Each line in the file becomes one example.
- Parameters:
filepath – Path to the text file.
name – Optional dataset name (defaults to filename).
max_examples – Maximum number of examples to load.
- Returns:
SimpleTextDataset instance.
- classmethod from_strings(texts: Sequence[str], name: str = 'TextDataset') SimpleTextDataset¶
Create a dataset from a list of strings.
- Parameters:
texts – Sequence of text strings.
name – Dataset name.
- Returns:
SimpleTextDataset instance.
Example
>>> dataset = SimpleTextDataset.from_strings([ ... "First example", ... "Second example", ... ])
- spec() Dict[str, Any]¶
Return the spec describing the dataset fields.
This tells LIT what fields each example contains and their types.
- Returns:
Dictionary mapping field names to LIT type specs.

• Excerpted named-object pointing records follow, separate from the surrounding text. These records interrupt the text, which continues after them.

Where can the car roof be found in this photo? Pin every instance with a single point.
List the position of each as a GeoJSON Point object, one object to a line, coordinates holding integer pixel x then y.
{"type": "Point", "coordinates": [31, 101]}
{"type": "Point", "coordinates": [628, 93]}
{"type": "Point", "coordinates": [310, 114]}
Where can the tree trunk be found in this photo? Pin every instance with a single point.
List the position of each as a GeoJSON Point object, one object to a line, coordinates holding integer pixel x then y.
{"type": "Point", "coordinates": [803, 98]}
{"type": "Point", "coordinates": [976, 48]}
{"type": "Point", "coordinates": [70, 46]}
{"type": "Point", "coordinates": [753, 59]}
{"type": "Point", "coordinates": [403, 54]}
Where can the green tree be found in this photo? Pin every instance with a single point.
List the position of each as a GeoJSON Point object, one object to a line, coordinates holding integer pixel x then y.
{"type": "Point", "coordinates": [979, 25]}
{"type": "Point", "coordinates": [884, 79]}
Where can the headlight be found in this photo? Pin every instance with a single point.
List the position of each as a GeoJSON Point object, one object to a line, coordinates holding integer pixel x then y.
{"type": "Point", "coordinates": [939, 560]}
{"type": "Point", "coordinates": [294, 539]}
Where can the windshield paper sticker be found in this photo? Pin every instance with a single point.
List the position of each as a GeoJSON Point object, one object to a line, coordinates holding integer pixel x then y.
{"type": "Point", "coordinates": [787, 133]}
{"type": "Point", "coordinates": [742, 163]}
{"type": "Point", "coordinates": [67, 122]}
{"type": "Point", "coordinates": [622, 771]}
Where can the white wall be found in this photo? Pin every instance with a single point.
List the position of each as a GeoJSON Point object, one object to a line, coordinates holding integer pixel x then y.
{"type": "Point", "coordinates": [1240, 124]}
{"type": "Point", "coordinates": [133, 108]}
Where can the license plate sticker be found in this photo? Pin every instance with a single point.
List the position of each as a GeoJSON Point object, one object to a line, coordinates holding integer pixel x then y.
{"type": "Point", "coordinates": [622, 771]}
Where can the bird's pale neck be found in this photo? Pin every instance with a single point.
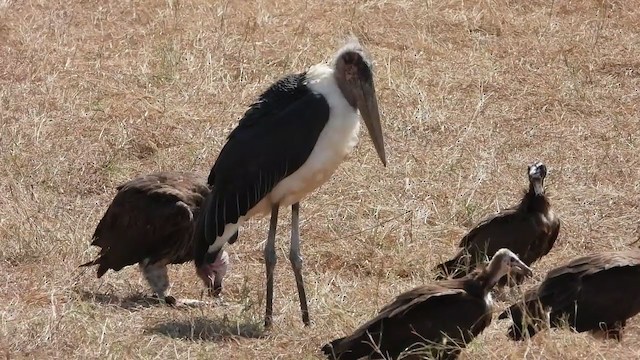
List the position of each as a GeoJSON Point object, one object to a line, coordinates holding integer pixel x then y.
{"type": "Point", "coordinates": [486, 277]}
{"type": "Point", "coordinates": [535, 199]}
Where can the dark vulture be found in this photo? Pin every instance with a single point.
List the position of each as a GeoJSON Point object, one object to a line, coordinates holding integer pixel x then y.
{"type": "Point", "coordinates": [151, 222]}
{"type": "Point", "coordinates": [529, 229]}
{"type": "Point", "coordinates": [435, 320]}
{"type": "Point", "coordinates": [597, 293]}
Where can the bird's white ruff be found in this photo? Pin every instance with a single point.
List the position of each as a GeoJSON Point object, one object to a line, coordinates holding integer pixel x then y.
{"type": "Point", "coordinates": [337, 139]}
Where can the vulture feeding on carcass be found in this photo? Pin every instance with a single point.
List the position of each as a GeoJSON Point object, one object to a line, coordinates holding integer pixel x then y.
{"type": "Point", "coordinates": [435, 320]}
{"type": "Point", "coordinates": [151, 222]}
{"type": "Point", "coordinates": [529, 229]}
{"type": "Point", "coordinates": [597, 293]}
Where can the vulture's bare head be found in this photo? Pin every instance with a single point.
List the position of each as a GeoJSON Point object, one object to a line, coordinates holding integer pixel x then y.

- transformer_lens.lit.check_lit_installed() bool¶
Check if LIT (lit-nlp) is installed.
- Returns:
True if LIT is installed, False otherwise.
- Return type:
bool
- transformer_lens.lit.serve(models: Dict[str, Any] | Any, datasets: Dict[str, Any] | Any, port: int = 5432, host: str = 'localhost', page_title: str = 'TransformerLens + LIT', **kwargs) None¶
Start a LIT server with the given models and datasets.
This is a convenience function to quickly start a LIT server for interactive model exploration.
- Parameters:
models – Either a single HookedTransformer/HookedTransformerLIT, or a dictionary mapping model names to model wrappers.
datasets – Either a single dataset, or a dictionary mapping dataset names to datasets.
port – Port number for the server.
host – Host address for the server.
page_title – Title shown in the browser tab.
**kwargs – Additional arguments passed to LIT server.
Example
>>> from transformer_lens import HookedTransformer >>> from transformer_lens.lit import SimpleTextDataset, serve >>> >>> model = HookedTransformer.from_pretrained("gpt2-small") >>> dataset = SimpleTextDataset.from_strings(["Hello world!"]) >>> >>> # Simple usage with single model and dataset >>> serve(model, dataset) >>> >>> # Or with explicit names >>> serve({"gpt2": model}, {"examples": dataset})
Note
This function will block and run the server. Press Ctrl+C to stop.
- transformer_lens.lit.wrap_for_lit(dataset: Any) Any¶
Placeholder when LIT is not available.